For example, subdivision item set includes A1, A2, A3, B1, history subdivision item set includes A1, A2, A3;I.e. today compares yesterday Day adds this playing platform of B1.
Thinner subitem set and history subdivision item set, because subdivision item set includes wrapping in history subdivision item set All subdivision items included, that is, segment item set include A1, A2, A3, therefore, history segment item set in it is not distinct in Segment the subdivision item of item set.
Due to subdivision item A1, A2, A3 that subdivision item set includes, A1, A2, A3 phase in item set are segmented with history Together, but the B1 that item set includes is segmented, do not included in history subdivision item set, therefore, obtain segmenting area in item set Not in history subdivision item set subdivision item be B1.
Above-mentioned is to segment the number for the subdivision item that item set includes than the subdivision item that includes of history subdivision item set Number it is more, exemplified by illustrate.It is of course possible to the number that the subdivision item that subdivision item set includes be present is segmented than history Item gathers the few situation of the number for segmenting item included, and such a situation is also to obtain segmenting item set difference according to the method described above In the subdivision item of history subdivision item set.
It should be noted that the subdivision item that the subdivision item that subdivision item set includes includes with history subdivision item set is completely not Meanwhile such as subdivision item collection be combined into A1, A2, A3, history subdivision item collection is combined into B1, B2, B3, equivalent to having changed all broadcastings Platform, then can not by the advertising income of today compared with the advertising income of yesterday, and using the data of variation abnormality as Abnormal data.The presence of abnormal data refers to being directed to same benchmark, and the data variation based on time series is abnormal, such as same Under playing platform, advertising income under this playing platform today is different compared to the advertising income change under yesterday this playing platform Often.

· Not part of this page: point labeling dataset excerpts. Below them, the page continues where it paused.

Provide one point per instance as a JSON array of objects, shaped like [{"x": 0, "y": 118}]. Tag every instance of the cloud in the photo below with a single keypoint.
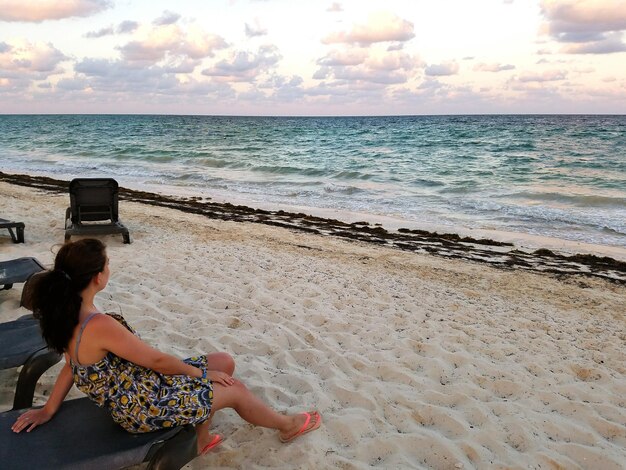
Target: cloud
[
  {"x": 360, "y": 65},
  {"x": 335, "y": 7},
  {"x": 594, "y": 25},
  {"x": 608, "y": 44},
  {"x": 30, "y": 60},
  {"x": 442, "y": 70},
  {"x": 125, "y": 27},
  {"x": 253, "y": 30},
  {"x": 72, "y": 84},
  {"x": 493, "y": 67},
  {"x": 547, "y": 76},
  {"x": 41, "y": 10},
  {"x": 244, "y": 65},
  {"x": 100, "y": 33},
  {"x": 170, "y": 40},
  {"x": 344, "y": 58},
  {"x": 380, "y": 27},
  {"x": 119, "y": 76},
  {"x": 168, "y": 17}
]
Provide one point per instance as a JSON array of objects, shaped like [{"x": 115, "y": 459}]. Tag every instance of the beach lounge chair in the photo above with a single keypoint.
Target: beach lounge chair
[
  {"x": 83, "y": 436},
  {"x": 21, "y": 344},
  {"x": 17, "y": 270},
  {"x": 18, "y": 235},
  {"x": 92, "y": 202}
]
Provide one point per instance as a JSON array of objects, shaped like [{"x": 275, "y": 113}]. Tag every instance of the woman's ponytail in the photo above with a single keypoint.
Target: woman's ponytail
[
  {"x": 56, "y": 304},
  {"x": 56, "y": 299}
]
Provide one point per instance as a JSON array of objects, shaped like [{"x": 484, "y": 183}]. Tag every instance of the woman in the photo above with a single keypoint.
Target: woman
[{"x": 143, "y": 388}]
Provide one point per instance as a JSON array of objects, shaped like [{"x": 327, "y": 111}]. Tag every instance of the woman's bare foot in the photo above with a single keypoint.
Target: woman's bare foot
[{"x": 301, "y": 424}]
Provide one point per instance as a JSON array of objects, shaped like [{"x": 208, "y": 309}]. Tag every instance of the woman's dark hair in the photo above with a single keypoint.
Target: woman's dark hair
[{"x": 55, "y": 298}]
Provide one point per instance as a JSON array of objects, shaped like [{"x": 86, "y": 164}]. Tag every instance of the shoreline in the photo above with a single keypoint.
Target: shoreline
[
  {"x": 414, "y": 361},
  {"x": 503, "y": 255}
]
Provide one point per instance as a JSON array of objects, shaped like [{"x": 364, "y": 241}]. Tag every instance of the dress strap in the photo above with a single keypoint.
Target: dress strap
[{"x": 80, "y": 335}]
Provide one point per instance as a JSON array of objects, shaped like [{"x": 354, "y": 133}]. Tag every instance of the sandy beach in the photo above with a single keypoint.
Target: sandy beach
[{"x": 414, "y": 360}]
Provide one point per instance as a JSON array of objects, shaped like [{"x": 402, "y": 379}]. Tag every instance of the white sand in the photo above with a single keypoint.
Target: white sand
[{"x": 413, "y": 361}]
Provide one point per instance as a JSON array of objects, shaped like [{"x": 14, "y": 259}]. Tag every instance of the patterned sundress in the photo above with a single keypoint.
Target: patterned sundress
[{"x": 140, "y": 399}]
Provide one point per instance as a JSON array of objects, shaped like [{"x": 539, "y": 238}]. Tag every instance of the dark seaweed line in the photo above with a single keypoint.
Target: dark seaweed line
[{"x": 497, "y": 254}]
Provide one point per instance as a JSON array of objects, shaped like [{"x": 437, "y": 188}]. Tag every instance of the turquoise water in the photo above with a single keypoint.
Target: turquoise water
[{"x": 559, "y": 176}]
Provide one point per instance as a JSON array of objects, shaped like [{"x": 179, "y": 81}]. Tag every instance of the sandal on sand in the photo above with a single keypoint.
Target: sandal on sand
[
  {"x": 306, "y": 427},
  {"x": 217, "y": 440}
]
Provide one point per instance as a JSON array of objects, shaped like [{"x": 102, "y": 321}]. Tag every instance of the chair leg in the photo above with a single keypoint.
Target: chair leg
[
  {"x": 36, "y": 365},
  {"x": 177, "y": 452}
]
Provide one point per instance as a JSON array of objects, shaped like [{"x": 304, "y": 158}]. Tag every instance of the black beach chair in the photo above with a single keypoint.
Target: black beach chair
[
  {"x": 18, "y": 270},
  {"x": 18, "y": 235},
  {"x": 21, "y": 344},
  {"x": 83, "y": 436},
  {"x": 92, "y": 202}
]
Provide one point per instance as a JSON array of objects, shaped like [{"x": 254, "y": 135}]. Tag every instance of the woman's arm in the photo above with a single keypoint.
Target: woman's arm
[
  {"x": 109, "y": 335},
  {"x": 34, "y": 417}
]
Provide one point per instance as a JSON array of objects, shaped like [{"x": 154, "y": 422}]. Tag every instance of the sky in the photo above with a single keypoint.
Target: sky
[{"x": 313, "y": 57}]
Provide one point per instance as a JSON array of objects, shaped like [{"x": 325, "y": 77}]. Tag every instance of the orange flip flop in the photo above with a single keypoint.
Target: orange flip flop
[
  {"x": 217, "y": 440},
  {"x": 306, "y": 427}
]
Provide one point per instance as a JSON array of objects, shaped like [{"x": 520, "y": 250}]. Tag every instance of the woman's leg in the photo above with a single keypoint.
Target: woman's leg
[
  {"x": 254, "y": 410},
  {"x": 215, "y": 361}
]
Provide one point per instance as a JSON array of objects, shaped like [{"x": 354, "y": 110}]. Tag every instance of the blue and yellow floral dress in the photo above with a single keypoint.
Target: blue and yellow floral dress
[{"x": 140, "y": 399}]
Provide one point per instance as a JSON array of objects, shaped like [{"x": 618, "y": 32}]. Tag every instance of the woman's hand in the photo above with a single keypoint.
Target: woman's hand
[
  {"x": 31, "y": 419},
  {"x": 219, "y": 377}
]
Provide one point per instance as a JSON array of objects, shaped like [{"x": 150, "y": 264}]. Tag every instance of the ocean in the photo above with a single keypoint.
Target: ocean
[{"x": 548, "y": 175}]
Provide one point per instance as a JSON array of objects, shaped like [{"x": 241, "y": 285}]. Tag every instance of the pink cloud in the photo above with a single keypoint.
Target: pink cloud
[
  {"x": 335, "y": 7},
  {"x": 37, "y": 60},
  {"x": 493, "y": 67},
  {"x": 367, "y": 66},
  {"x": 442, "y": 70},
  {"x": 245, "y": 66},
  {"x": 20, "y": 10},
  {"x": 592, "y": 26},
  {"x": 547, "y": 76},
  {"x": 380, "y": 27},
  {"x": 171, "y": 40}
]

S207, will the history segment item set in be different from it is described subdivision item set subdivision item be added to the subdivision In item set, wherein, item data is segmented as 0 corresponding to the subdivision item being added in the subdivision item set;
Item data is segmented using corresponding to the subdivision item set added after segmenting item, builds new primary vector;
The subdivision item that the history subdivision item set is different from the subdivision item set is added to the history subdivision In item set, wherein, item data is segmented as 0 corresponding to the subdivision item being added in the history subdivision item set;
Using add segment item after the history subdivision item set corresponding to segment item data, build new second to Amount;
Because the history segments the not distinct subdivision item in the subdivision item set in item set, thus it is described The subdivision item that subdivision item set includes is constant, is still A1, A2, A3, B1;Included using the subdivision item set all Item A1, A2, A3, B1 corresponding subdivision item data respectively are segmented, builds new primary vector.Wherein it is possible to pass through the side tabled look-up Formula is searched segments item data correspondingly with each subdivision item.
Because the subdivision item that the history subdivision item set is different from the subdivision item set is B1, subdivision item B1 is added Enter into history subdivision item set A1, A2, A3, the history subdivision item set added after subdivision item include for A1, A2, A3, B1;
Utilize subdivision item data, structure corresponding to history subdivision item set A1, A2, A3, B1 difference added after segmenting item New secondary vector;Wherein, subdivision item data corresponding to being added to the subdivision item B1 in the history subdivision item set is 0, and Subdivision item data can be obtained by way of tabling look-up corresponding to A1, A2, A3.
Herein, it is necessary to illustrate, in order to ensure the accuracy of positioning result, it is necessary to described in after ensureing addition subdivision item All subdivision items that subdivision item set includes put in order, and are wrapped with adding in the history subdivision item set after segmenting item Putting in order for all subdivision items included is identical.I.e. all putting in order for item of subdivision are all A1, A2, A3, B1.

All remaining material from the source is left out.